PreView and PostView
FEBio is a command-line application that only implements the solver and analysis algorithms. To assist with setting up FEBio models and analyzing the results, the PreView and PostView programs were developed.
PreView
PreView is a finite-element preprocessor that was specifically designed for setting up FEBio models using a graphical interface. It provides functionality for importing or generating 3D meshes, applying material parameters, setting up boundary, loading, and contact conditions, and defining analysis settings. Models are then exported to the xml-formatted FEBio input file.
PostView
PostView is a finite-element postprocessor that was designed for visualizing and analyzing the results from FEBio. FEBio stores results in the XPLT format, which can be imported in to PostView. PostView offers many visualizing tools such as contour plots, vector plots, plane cuts, isosurface and slice plots, streamlines and particle flows for flow visualization, and more. Users can take screenshots or record animations. Data can also be filtered and exported in various formats for further processing.
Support
Support for FEBio comes in various forms. A Theory manual and User manual are provided as part of the installation and are available online as well. [2] Users can also ask questions on the FEBio User forums [3], as well as report bugs and make new feature requests.
References
- ^ Maas, SA; Ellis BJ; Ateshian GA; Weiss JA (2012). "FEBio: Finite elements for biomechanics". Journal of Biomechanical Engineering. 134 (1).

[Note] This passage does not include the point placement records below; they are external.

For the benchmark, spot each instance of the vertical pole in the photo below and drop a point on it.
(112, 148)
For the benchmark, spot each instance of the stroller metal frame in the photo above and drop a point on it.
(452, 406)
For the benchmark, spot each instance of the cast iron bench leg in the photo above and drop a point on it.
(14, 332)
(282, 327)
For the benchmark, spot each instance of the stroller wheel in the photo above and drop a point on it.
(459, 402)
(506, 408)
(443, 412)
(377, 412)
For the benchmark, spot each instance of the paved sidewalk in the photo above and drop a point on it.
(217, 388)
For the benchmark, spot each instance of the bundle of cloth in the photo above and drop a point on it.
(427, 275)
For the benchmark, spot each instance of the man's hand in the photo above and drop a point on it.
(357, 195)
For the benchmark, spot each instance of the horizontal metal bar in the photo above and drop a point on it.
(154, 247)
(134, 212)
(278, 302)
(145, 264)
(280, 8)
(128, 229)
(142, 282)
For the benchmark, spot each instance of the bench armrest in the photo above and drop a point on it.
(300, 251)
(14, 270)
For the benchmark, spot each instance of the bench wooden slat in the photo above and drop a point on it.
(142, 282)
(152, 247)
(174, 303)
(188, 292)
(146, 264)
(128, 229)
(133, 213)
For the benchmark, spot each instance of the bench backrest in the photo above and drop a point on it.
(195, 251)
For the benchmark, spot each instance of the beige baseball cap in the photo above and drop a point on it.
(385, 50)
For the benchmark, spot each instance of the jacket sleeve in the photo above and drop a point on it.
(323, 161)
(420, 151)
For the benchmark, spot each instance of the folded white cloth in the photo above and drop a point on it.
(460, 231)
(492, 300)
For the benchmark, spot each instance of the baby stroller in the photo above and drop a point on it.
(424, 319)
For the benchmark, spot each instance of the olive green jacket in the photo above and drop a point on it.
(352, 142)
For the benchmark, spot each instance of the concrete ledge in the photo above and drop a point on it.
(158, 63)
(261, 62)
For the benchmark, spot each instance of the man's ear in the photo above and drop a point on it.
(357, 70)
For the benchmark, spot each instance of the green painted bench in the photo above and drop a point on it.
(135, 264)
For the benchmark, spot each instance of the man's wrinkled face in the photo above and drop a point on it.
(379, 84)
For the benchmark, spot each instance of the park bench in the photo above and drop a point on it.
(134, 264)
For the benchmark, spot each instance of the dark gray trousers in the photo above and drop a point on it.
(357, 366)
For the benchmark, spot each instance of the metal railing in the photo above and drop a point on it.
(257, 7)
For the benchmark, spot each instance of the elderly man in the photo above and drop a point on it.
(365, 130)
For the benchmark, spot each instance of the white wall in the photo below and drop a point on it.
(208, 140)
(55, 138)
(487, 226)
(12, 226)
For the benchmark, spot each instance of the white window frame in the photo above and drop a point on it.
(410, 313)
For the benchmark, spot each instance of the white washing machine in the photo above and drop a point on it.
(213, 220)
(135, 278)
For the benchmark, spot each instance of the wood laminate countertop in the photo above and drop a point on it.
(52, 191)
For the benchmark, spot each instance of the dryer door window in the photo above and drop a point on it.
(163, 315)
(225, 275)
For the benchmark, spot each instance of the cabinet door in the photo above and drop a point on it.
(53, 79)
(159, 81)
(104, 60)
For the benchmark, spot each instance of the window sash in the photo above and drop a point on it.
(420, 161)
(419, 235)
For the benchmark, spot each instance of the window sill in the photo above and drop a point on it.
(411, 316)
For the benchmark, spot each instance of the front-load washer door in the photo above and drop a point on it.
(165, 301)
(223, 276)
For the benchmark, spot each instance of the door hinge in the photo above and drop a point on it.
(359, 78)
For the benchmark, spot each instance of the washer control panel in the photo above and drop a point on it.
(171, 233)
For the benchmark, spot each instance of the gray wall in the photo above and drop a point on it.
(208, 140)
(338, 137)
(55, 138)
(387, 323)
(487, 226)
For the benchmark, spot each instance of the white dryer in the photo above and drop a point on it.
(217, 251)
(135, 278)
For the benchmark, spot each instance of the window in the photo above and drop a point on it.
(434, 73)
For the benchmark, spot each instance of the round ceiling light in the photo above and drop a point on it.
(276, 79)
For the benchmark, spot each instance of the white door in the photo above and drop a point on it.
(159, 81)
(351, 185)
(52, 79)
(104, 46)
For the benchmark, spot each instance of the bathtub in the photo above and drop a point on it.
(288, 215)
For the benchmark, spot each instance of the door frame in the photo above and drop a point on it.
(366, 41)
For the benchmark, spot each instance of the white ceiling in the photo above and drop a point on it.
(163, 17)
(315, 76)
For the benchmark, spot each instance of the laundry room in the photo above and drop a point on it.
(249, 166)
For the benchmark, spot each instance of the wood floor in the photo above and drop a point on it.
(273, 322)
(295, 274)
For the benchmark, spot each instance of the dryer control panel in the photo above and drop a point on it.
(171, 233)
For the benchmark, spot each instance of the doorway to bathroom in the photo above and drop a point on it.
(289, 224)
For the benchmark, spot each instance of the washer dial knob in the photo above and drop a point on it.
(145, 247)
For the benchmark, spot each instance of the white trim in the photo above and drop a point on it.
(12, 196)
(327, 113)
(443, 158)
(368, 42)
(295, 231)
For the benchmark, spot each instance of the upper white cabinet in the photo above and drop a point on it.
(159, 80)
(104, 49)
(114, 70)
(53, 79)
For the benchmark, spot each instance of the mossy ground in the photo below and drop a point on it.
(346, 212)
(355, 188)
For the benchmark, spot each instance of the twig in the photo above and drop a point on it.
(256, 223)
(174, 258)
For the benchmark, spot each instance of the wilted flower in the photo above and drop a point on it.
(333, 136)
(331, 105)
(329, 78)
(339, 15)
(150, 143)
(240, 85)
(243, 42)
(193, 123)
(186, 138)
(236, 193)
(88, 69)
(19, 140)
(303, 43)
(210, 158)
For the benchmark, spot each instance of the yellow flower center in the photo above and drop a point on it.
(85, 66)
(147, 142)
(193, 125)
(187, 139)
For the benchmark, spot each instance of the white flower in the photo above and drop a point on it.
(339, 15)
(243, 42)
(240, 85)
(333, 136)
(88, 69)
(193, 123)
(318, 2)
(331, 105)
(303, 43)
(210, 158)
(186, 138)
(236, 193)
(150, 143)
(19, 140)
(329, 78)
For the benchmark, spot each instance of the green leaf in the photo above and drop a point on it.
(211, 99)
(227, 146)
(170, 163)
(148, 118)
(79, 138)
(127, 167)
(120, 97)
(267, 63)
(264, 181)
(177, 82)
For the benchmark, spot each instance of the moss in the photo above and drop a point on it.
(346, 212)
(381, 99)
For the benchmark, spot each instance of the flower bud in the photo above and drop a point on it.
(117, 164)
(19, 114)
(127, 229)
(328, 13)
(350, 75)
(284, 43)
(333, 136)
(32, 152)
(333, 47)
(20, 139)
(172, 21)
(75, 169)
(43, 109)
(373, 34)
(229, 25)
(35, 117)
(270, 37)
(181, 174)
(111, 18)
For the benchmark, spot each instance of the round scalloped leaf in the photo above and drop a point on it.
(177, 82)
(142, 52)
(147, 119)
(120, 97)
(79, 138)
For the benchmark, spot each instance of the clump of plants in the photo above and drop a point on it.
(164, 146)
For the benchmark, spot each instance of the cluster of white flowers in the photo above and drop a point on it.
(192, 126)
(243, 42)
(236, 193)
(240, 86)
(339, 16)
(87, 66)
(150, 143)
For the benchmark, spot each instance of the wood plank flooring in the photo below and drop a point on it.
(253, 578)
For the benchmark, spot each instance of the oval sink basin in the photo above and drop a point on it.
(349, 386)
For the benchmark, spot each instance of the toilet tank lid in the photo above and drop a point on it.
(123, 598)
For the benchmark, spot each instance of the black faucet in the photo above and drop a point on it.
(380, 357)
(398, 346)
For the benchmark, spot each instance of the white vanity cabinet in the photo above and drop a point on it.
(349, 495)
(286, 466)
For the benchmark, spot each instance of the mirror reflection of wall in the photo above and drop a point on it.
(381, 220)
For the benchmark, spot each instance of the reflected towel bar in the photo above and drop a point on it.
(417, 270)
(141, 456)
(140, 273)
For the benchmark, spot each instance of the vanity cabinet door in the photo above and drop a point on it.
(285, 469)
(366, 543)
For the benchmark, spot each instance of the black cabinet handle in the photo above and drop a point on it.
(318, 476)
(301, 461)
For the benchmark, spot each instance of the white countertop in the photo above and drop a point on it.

- ^ Maas, Steve A.; Ateshian, Gerard A.; Weiss, Jeffrey A. (2017-06-20). "FEBio: History and Advances". Annual Review of Biomedical Engineering. 19 (1): 279–299. doi:10.1146/annurev-bioeng-071516-044738. ISSN 1523-9829.
- ^ Bonet, Javier; Wood, Richard (2008). Nonlinear Continuum Mechanics for Finite Element Analysis. Cambridge University Press. ISBN 978-0-521-83870-2.